Vibratory Stimulation to Improve Balance Recovery
Sponsor: University of Arizona
Summary
Falls are the primary cause of traumatic injury in older adults, and tripping is the leading cause of falls. A robust method for improving aging-related proprioceptive deficits is lacking, while strong evidence shows that proprioception deficits are highly associated with poor balance recovery from tripping. Previous research suggested that stochastic vibratory stimulation (SVS) can influence proprioception (i.e., muscle spindle function) among healthy controls; however, it is not clear how older adults with deficits in muscle spindle function would react to SVS. In previous work the investigators showed promising findings of standing balance and timed-up-and-go (TUG) improvements using SVS among high fall risk older adults with history of fall 15-18. They will implement SVS in the current project to improve aging-related proprioceptive deficits. The hypothesis is that SVS improves muscle spindle function and balance recovery from tripping in older adults with proprioceptive deficits.

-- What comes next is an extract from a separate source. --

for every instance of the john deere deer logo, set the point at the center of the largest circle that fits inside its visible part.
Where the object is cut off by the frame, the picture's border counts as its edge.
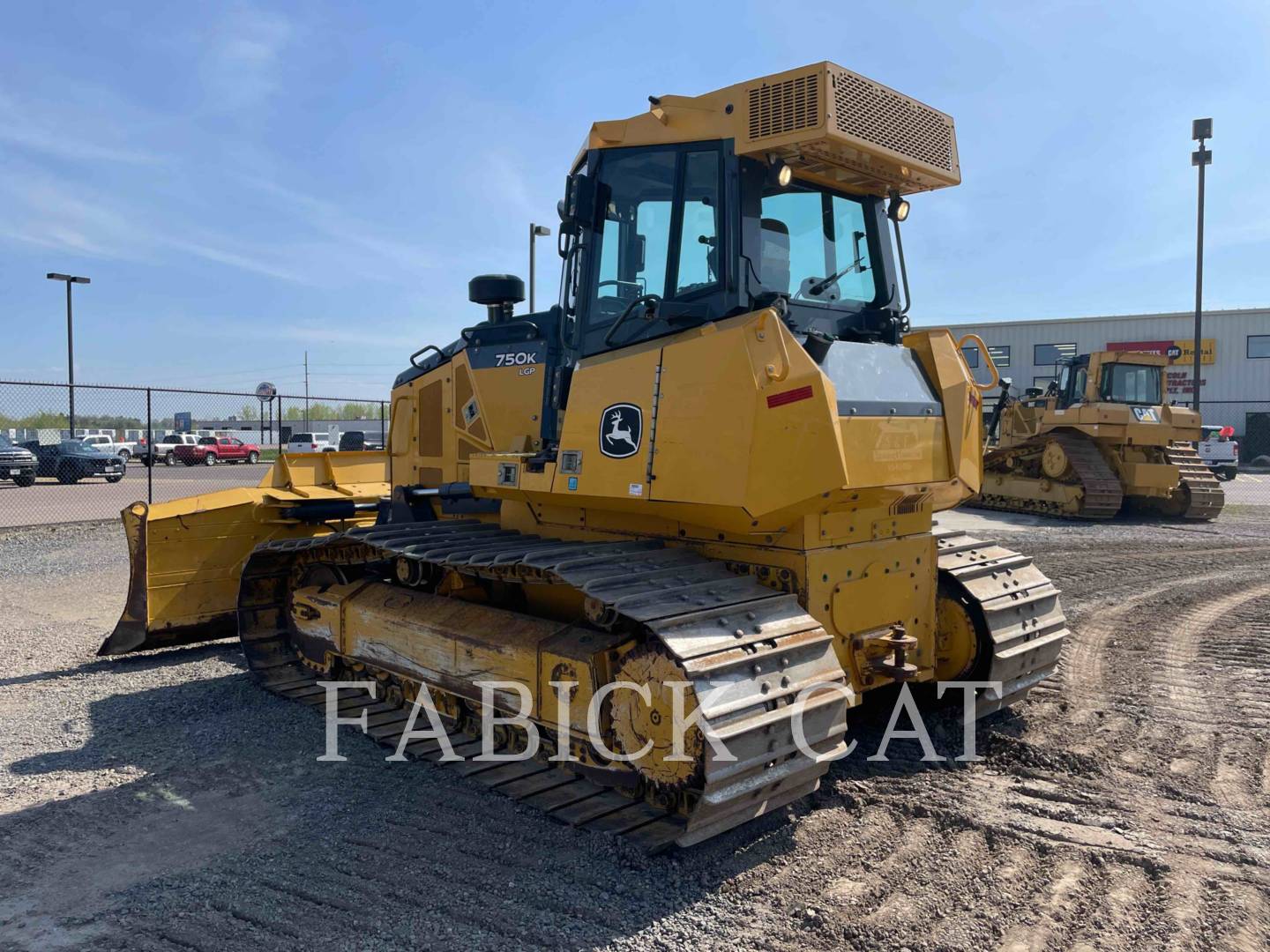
(621, 428)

Official title: Subsensory Stochastic Vibratory Stimulation to Assess and Improve Aging Related Proprioceptive Deficits Associated With Balance Recovery
Key Details
Gender
All
Age Range
65 Years - Any
Study Type
INTERVENTIONAL
Enrollment
60
Start Date
2023-09-20
Completion Date
2026-09-01
Last Updated
2023-02-09
Healthy Volunteers
Yes
Conditions
Interventions
Stochastic Vibratory Stimulation (SVS)
Investigators implement stochastic vibratory stimulation (SVS) to alter proprioceptive performance by increasing excitement of type Ia afferents in muscle spindles. Based on previous preliminary data, vibration frequencies around 40Hz may provide adequate noise for enhancing aging-related proprioceptive deficits. To make a subsensory noise investigators set it to 90% of the sensory threshold amplitude, which has been effectively used previously for influencing mechanoreceptor sensation in older adults. Stimulation will be imposed bilaterally on: 1) distal ankle (tibialis anterior, peroneus longus, soleus, gastrocnemius); and 2) proximal hip (quadriceps, gluteus medius, and paraspinals). Investigators use Gaussian noise to reduce the anticipative and preemptive adjustments of muscle spindles to the vibration. For SVS investigators use a magnetic actuator system and a Universal Controller (C-2HDLF Tactor/TDK), to provide programmable frequency ranges.